Even before Brown started playing for the Tigers, Freeze knew he had something special about him.
"I've always felt like he had this it factor to him as an individual," the coach said.
Brown brought that factor to the field this past Saturday after learning he would be the starting quarterback for Auburn against New Mexico. While his performance wasn't perfect, it was good enough to impress his head coach. Brown finished 17-of-25 for 235 yards and four touchdowns with no interceptions in the 45-19 victory.
He was given the chance not only because of Payton Thorne's struggles but also because of what he had done in the past when he saw the field.
"Every opportunity that he got here, even though the sample size was really, really small, every single time that he got that opportunity, it seemed pretty natural for him," Freeze said. "So I've always had this kind of sneaking belief that he had something to him and now we're getting ready to find out at what level."
The tests for Brown ramp up in difficulty starting this Saturday as the Tigers welcome Arkansas to Jordan-Hare Stadium in their SEC opener. There's no time for struggles, not that Freeze would cut Brown any slack in the first place. He expects the quarterback to get the job done, no matter how inexperienced. But that doesn't mean that the playbook has to be outlandish.
"It doesn't have to be some 84 plays that we have to have to win the game," Freeze said. "Let's do the plays that schematically match up with what they do and let's do them very, very well and do them over and over again with the options that we have off of them. And I think Hank can handle all that just fine."

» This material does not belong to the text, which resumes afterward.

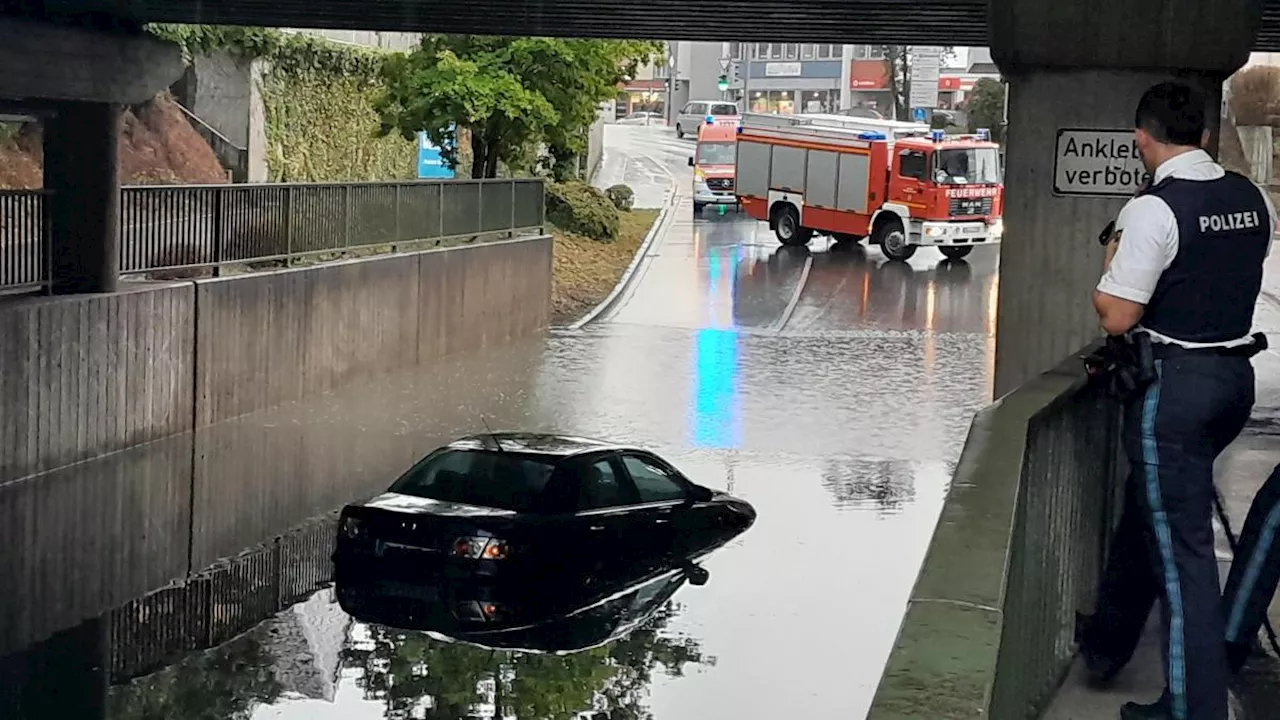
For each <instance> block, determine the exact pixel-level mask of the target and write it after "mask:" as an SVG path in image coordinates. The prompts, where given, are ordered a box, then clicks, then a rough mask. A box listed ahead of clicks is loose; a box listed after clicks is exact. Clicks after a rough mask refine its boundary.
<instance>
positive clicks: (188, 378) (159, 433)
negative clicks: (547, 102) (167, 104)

There are things to be cleaned up by Brown, though. After reviewing Saturday's game film, Freeze saw just three needing correction other than clock awareness. One was a throw into triple coverage on a rollout play. The other two weren't wrong; there were just other better options for where he could have gone with the ball.
As for the run game, the head coach said Brown was 100 percent in getting the offense into the right rushing plays after seeing what the defense was giving.
All in all, it was a terrific outing for Brown as he got his feet wet as the starting quarterback.